Enseignant en économie, membre de la coordination politique du mouvement Génération.s de Benoît Hamon

Prétendre ne véhiculer aucune idéologie et œuvrer au seul service de l'efficacité, voilà le mensonge qui participa à l'élection de Macron et qui contribue sans doute à sa chute dans les enquêtes d'opinion.

Le macronisme repose tout entier sur une mystification: il serait apolitique. Dans cette époque complexe et troublée, il faudrait abandonner toute idéologie, perçue comme une vieille querelle futile et absurde. Le choix politique ne serait plus un choix moral. Seuls l'efficacité, le pragmatisme et le bon sens auraient droit de cité.

Dire cela, c'est prétendre en creux qu'il n'est qu'une seule route possible, qu'en somme ceux qui gouvernent connaissent la vérité et qu'y opposer une pensée contraire relève par principe de l'erreur. Si la recherche de la vérité est louable, tout dirigeant qui prétendrait détenir la vérité et agir en son nom méconnaîtrait nos plus élémentaires principes démocratiques. Seuls les régimes totalitaires ne doutent jamais d'eux-mêmes et c'est pourquoi toute prétention à gouverner avec la vérité masque le début d'une dérive autoritaire. La démocratie est par essence et par vocation le régime du doute. De là vient sa faiblesse et sa grandeur.

Le choix politique ne serait plus un choix moral. Seuls l'efficacité, le pragmatisme et le bon sens auraient droit de cité. A quoi bon le vote, si la vérité apparaissait là, toute entière, comme le soleil en été ?
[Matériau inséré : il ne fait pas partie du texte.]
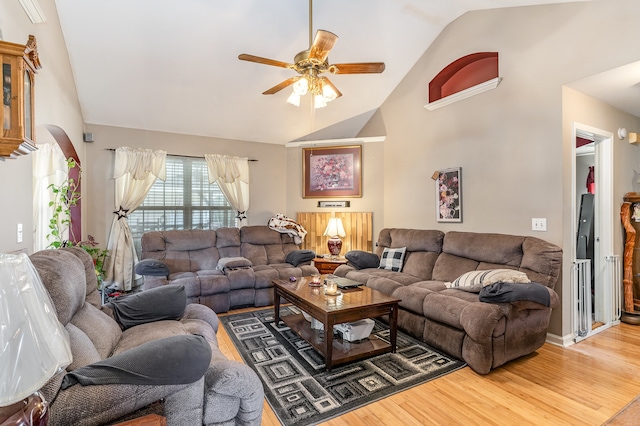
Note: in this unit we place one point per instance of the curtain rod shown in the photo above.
(179, 155)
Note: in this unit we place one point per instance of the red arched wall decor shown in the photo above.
(470, 74)
(61, 137)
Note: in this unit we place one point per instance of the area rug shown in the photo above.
(629, 415)
(296, 384)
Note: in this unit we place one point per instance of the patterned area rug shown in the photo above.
(296, 384)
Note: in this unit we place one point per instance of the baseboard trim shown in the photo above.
(564, 341)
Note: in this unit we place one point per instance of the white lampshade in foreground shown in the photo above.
(33, 343)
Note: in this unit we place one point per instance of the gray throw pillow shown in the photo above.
(174, 360)
(161, 303)
(297, 257)
(509, 292)
(152, 267)
(363, 259)
(233, 263)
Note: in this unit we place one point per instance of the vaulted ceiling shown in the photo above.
(173, 66)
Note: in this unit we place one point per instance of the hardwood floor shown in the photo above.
(584, 384)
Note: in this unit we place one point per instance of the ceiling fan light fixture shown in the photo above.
(294, 99)
(319, 101)
(328, 93)
(301, 87)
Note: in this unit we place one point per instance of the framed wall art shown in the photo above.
(449, 195)
(332, 172)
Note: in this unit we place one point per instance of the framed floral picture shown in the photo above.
(449, 195)
(332, 172)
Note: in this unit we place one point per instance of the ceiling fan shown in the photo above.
(310, 64)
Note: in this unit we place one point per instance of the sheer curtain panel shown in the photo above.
(135, 171)
(232, 176)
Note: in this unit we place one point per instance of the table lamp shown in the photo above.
(34, 346)
(334, 231)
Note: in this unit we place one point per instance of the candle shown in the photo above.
(332, 287)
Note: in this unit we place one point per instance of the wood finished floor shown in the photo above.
(584, 384)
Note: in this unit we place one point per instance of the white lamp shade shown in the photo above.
(334, 228)
(301, 87)
(33, 343)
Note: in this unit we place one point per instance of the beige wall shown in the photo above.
(55, 103)
(268, 174)
(511, 142)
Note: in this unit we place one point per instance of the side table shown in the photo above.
(326, 265)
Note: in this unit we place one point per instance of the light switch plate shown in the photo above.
(538, 224)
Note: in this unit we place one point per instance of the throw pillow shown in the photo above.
(233, 263)
(392, 259)
(167, 302)
(297, 257)
(474, 280)
(363, 259)
(152, 267)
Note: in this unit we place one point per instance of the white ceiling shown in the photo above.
(172, 66)
(619, 87)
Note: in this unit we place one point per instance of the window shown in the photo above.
(185, 200)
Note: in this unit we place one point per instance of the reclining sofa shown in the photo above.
(224, 268)
(485, 334)
(138, 365)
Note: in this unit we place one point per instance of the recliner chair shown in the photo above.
(228, 393)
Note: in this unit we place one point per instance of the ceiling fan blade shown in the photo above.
(266, 61)
(358, 68)
(280, 86)
(330, 84)
(322, 45)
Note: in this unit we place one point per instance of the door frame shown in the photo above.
(603, 224)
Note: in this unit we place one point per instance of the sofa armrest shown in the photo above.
(236, 380)
(362, 260)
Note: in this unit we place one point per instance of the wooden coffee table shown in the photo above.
(349, 306)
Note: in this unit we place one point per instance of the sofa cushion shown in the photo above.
(474, 280)
(392, 259)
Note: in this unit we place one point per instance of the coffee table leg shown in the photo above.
(328, 342)
(276, 305)
(394, 327)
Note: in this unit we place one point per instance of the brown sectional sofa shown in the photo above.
(485, 335)
(192, 258)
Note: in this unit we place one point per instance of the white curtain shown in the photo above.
(232, 176)
(49, 167)
(135, 172)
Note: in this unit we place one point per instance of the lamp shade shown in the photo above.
(33, 343)
(334, 228)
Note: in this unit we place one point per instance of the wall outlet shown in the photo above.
(538, 224)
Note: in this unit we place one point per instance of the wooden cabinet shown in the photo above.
(19, 65)
(327, 265)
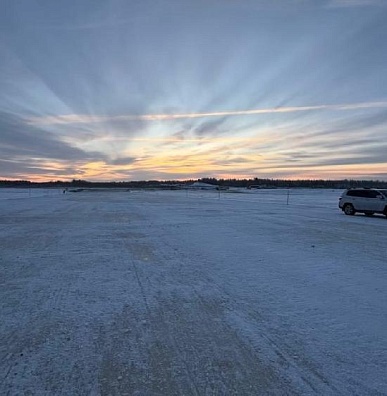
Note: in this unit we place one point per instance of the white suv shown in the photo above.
(364, 200)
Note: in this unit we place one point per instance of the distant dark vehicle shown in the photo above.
(364, 200)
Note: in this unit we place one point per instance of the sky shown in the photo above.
(179, 89)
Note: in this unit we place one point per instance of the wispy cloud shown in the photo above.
(87, 119)
(356, 3)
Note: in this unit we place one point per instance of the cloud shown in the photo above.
(356, 3)
(123, 161)
(19, 140)
(86, 119)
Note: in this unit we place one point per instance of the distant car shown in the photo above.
(363, 200)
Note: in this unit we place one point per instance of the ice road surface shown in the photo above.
(190, 293)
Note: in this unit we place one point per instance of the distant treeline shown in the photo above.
(175, 184)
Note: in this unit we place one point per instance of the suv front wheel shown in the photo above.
(349, 209)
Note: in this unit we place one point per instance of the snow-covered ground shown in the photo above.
(191, 293)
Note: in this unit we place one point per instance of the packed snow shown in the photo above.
(265, 292)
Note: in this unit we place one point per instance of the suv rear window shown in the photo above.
(362, 193)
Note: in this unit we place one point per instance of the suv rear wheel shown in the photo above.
(349, 209)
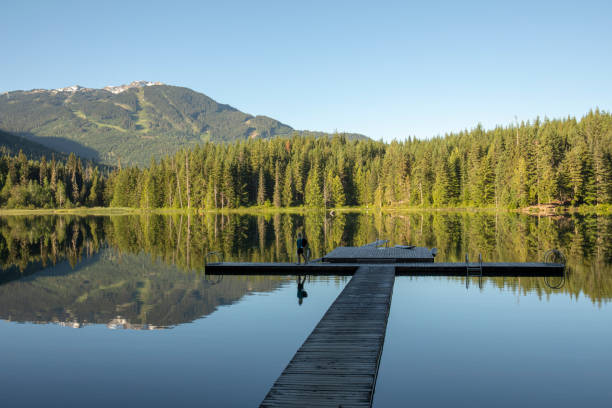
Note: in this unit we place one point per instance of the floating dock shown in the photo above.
(401, 269)
(338, 363)
(373, 254)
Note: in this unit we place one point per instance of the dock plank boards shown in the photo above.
(338, 363)
(379, 254)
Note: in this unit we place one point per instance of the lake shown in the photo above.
(119, 310)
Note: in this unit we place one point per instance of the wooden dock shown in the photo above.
(338, 363)
(404, 269)
(374, 254)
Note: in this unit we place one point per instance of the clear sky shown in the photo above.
(385, 69)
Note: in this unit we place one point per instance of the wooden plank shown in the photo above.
(369, 254)
(338, 363)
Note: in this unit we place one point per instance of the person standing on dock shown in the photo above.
(302, 247)
(301, 292)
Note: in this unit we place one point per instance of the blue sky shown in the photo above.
(385, 69)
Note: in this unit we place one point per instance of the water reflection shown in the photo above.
(123, 291)
(30, 244)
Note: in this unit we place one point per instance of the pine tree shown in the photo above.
(261, 188)
(277, 187)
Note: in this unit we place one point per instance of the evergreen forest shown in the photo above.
(564, 161)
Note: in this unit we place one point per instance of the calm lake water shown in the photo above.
(103, 311)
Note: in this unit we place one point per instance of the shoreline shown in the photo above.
(108, 211)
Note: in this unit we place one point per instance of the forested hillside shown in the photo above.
(11, 145)
(566, 161)
(130, 123)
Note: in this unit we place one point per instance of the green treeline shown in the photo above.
(30, 243)
(551, 161)
(50, 184)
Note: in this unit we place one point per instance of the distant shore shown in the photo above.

A quoi bon le vote, si la vérité apparaissait là, toute entière, comme le soleil en été ? S'il existe peut-être une vérité, la démocratie a l'humilité d'admettre qu'elle n'est que sur son chemin et c'est pourquoi elle accepte et protège les opinions diverses et contradictoires, la multitude joyeuse et passionnée des idéologies, la foule des croyances et des rêves. Cela, Emmanuel Macron le sait. Et c'est pourquoi, même si le Président aurait bon nombre d'efforts à faire en matière démocratique, il ne s'agit pas d'affirmer ici qu'Emmanuel Macron voudrait faire de la France un État autocratique. Il s'agit de relever l'imposture du macronisme qui prétend ne véhiculer aucune idéologie et œuvrer au seul service de l'efficacité. Voilà le mensonge qui participa à l'élection d'Emmanuel Macron et qui contribue sans doute aussi à sa chute soudaine dans les enquêtes d'opinion. Presque un an après son arrivée au pouvoir, il devient clair pour tous qu'Emmanuel Macron gouverne la France à droite et agit au nom d'une idéologie libérale et individualiste.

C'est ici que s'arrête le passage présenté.